Pages

Minggu, Agustus 12, 2012

Habibie Turun Gunung, Program N-250 Dilanjutkan Kembali

BANDUNG-(IDB) : Media Indonesia dalam editorialnya hari ini menyoroti kebangkitan teknologi nasional. Penguasaan teknologi berperan dalam membentuk martabat sebuah bangsa. Semakin tinggi dan canggih teknologi dapat dikuasai sebuah bangsa, kian tinggi pula martabat yang diraih bangsa itu dalam peradaban. Sebaliknya, jika sebuah bangsa hanya mampu menguasai teknologi dalam skala dan level yang rendah, martabat dan derajat bangsa itu di mata dunia juga tidak dapat dibanggakan.

Hari Kebangkitan Teknologi Nasional (Hakteknas) ke-17, yang kemarin diperingati dengan upacara bendera di Bandung, menegaskan betapa martabat bangsa Indonesia di bidang teknologi belum mencapai level membanggakan. Bahkan, dalam beberapa hal, penguasaan teknologi bangsa ini justru semakin memprihatinkan.


Pencetus Hakteknas, mantan Presiden BJ Habibie yang memberikan sambutan dalam upacara itu, mengingatkan bahwa pada 10 Agustus 17 tahun lalu, Indonesia sudah mampu melahirkan pesawat buatan dalam negeri, N250. Namun, hari ini, 17 tahun kemudian, pesawat itu tidak ada lagi. Bahkan pabrik pembuatnya, PT Dirgantara Indonesia, berada dalam kondisi terpuruk.

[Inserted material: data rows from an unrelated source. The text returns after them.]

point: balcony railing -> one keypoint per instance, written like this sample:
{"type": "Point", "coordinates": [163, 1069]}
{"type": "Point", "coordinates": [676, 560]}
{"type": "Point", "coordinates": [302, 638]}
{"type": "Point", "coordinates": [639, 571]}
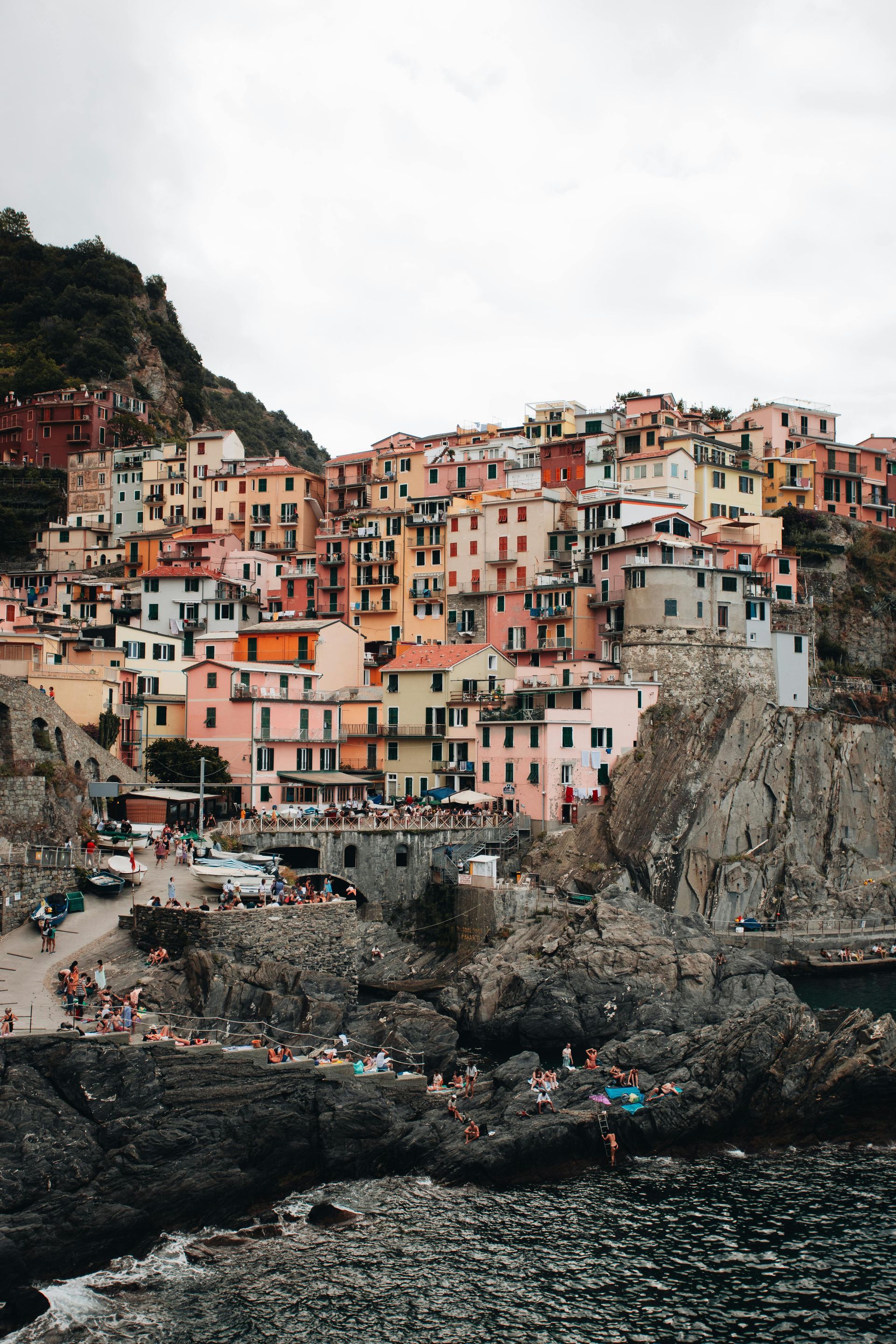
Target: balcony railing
{"type": "Point", "coordinates": [412, 730]}
{"type": "Point", "coordinates": [515, 714]}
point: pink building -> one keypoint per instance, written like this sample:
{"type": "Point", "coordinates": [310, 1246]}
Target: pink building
{"type": "Point", "coordinates": [551, 748]}
{"type": "Point", "coordinates": [281, 741]}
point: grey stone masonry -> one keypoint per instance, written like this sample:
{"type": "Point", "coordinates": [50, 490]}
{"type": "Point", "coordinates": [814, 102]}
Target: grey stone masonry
{"type": "Point", "coordinates": [320, 937]}
{"type": "Point", "coordinates": [30, 885]}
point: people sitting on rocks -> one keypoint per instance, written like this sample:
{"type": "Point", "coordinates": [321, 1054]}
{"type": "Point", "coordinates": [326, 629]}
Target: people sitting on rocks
{"type": "Point", "coordinates": [663, 1091]}
{"type": "Point", "coordinates": [277, 1054]}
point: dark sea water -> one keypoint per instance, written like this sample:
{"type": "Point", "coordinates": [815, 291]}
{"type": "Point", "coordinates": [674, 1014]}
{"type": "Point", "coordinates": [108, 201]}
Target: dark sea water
{"type": "Point", "coordinates": [875, 990]}
{"type": "Point", "coordinates": [789, 1248]}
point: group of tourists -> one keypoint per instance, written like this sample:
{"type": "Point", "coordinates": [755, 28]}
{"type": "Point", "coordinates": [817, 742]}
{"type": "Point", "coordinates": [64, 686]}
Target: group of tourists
{"type": "Point", "coordinates": [88, 999]}
{"type": "Point", "coordinates": [178, 842]}
{"type": "Point", "coordinates": [859, 953]}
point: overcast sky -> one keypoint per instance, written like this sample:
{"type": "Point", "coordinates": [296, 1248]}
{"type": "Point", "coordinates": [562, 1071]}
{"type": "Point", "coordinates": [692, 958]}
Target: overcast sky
{"type": "Point", "coordinates": [389, 216]}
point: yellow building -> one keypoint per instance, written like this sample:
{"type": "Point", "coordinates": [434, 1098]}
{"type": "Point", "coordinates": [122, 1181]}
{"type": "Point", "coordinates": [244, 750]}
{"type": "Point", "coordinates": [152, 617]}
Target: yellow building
{"type": "Point", "coordinates": [430, 714]}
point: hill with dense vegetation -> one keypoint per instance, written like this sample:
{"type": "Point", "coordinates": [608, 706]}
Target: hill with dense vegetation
{"type": "Point", "coordinates": [84, 315]}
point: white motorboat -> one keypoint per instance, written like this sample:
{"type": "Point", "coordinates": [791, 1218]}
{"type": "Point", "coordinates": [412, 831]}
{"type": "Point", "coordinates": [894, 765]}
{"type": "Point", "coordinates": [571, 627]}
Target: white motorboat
{"type": "Point", "coordinates": [120, 865]}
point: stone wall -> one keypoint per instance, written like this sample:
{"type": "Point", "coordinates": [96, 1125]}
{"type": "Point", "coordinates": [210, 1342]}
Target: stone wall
{"type": "Point", "coordinates": [370, 859]}
{"type": "Point", "coordinates": [23, 709]}
{"type": "Point", "coordinates": [31, 885]}
{"type": "Point", "coordinates": [320, 938]}
{"type": "Point", "coordinates": [695, 665]}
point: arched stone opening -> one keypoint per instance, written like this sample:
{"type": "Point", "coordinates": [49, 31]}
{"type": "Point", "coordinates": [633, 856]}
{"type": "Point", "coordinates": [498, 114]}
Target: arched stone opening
{"type": "Point", "coordinates": [41, 735]}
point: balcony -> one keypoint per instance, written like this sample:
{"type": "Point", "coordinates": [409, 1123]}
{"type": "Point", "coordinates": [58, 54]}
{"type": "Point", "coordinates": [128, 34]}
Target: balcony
{"type": "Point", "coordinates": [514, 714]}
{"type": "Point", "coordinates": [412, 730]}
{"type": "Point", "coordinates": [613, 596]}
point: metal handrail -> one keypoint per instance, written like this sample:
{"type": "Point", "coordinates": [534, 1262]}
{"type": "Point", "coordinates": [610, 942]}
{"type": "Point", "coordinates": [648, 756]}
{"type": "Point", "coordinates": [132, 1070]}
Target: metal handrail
{"type": "Point", "coordinates": [273, 824]}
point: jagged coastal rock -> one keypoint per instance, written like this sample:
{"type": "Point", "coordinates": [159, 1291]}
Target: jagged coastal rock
{"type": "Point", "coordinates": [132, 1140]}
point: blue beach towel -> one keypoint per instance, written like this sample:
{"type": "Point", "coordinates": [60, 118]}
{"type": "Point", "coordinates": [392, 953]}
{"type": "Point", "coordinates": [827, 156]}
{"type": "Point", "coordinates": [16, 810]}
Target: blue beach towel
{"type": "Point", "coordinates": [624, 1092]}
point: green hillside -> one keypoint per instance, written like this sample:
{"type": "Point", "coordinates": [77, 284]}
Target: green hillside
{"type": "Point", "coordinates": [84, 315]}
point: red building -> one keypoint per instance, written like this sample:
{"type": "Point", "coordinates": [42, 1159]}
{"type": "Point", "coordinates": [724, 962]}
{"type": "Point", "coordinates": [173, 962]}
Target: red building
{"type": "Point", "coordinates": [46, 428]}
{"type": "Point", "coordinates": [563, 463]}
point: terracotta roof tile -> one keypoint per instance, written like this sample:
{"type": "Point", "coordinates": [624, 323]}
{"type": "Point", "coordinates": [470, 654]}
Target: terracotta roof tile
{"type": "Point", "coordinates": [434, 656]}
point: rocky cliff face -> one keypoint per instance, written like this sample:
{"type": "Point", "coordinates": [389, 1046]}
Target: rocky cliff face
{"type": "Point", "coordinates": [739, 805]}
{"type": "Point", "coordinates": [104, 1146]}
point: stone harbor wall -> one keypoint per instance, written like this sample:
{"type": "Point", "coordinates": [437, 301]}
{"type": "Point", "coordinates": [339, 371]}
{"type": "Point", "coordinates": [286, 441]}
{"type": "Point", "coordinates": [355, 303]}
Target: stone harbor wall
{"type": "Point", "coordinates": [316, 938]}
{"type": "Point", "coordinates": [30, 885]}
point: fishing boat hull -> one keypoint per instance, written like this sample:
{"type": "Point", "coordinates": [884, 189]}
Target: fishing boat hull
{"type": "Point", "coordinates": [121, 868]}
{"type": "Point", "coordinates": [105, 883]}
{"type": "Point", "coordinates": [123, 843]}
{"type": "Point", "coordinates": [51, 910]}
{"type": "Point", "coordinates": [249, 879]}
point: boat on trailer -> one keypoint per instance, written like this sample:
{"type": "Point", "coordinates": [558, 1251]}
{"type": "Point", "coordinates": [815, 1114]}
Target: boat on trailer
{"type": "Point", "coordinates": [120, 865]}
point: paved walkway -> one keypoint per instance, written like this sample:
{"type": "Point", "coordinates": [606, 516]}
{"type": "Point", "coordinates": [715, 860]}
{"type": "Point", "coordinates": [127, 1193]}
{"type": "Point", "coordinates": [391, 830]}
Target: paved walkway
{"type": "Point", "coordinates": [28, 976]}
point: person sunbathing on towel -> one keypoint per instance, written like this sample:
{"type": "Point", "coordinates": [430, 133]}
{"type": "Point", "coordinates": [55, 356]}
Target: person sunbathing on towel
{"type": "Point", "coordinates": [277, 1054]}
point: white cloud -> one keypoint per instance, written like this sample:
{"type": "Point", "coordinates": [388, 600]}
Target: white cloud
{"type": "Point", "coordinates": [394, 216]}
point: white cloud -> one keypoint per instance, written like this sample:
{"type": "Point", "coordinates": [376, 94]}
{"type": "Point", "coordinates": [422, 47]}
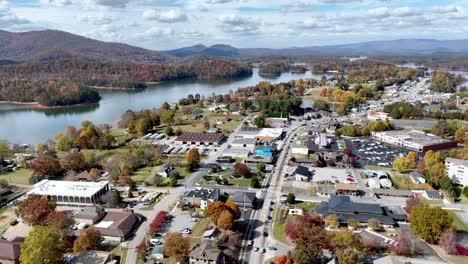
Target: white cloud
{"type": "Point", "coordinates": [165, 16]}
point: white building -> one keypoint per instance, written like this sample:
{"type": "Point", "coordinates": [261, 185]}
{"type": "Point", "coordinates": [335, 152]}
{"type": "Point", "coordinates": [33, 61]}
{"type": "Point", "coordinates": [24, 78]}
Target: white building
{"type": "Point", "coordinates": [70, 192]}
{"type": "Point", "coordinates": [457, 170]}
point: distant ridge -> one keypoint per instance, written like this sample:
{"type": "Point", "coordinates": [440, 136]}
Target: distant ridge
{"type": "Point", "coordinates": [384, 47]}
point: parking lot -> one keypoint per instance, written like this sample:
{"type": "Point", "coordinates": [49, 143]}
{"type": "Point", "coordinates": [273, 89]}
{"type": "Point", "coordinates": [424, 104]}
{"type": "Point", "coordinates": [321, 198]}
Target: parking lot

Kita pun akhirnya menggantungkan industri penerbangan kita kepada teknologi asing. Ketika pasar penumpang pesawat kita tumbuh seperti saat ini, kita harus mengimpor pesawat komersial karena industri pembuatan pesawat yang bisa memenuhi kebutuhan itu di dalam negeri justru berhenti beroperasi.


Ironi itu tidak hanya di bidang penerbangan. Di bidang otomotif, pasar kita bertambah besar, tetapi hingga hari ini kita belum mampu memenuhi kebutuhan itu dengan mobil atau bahkan sepeda motor produksi sendiri. Masih banyak fenomena lain yang dapat diketengahkan untuk menegaskan betapa di bidang penguasaan teknologi, kita tidak semakin mandiri, tetapi justru semakin tergantung.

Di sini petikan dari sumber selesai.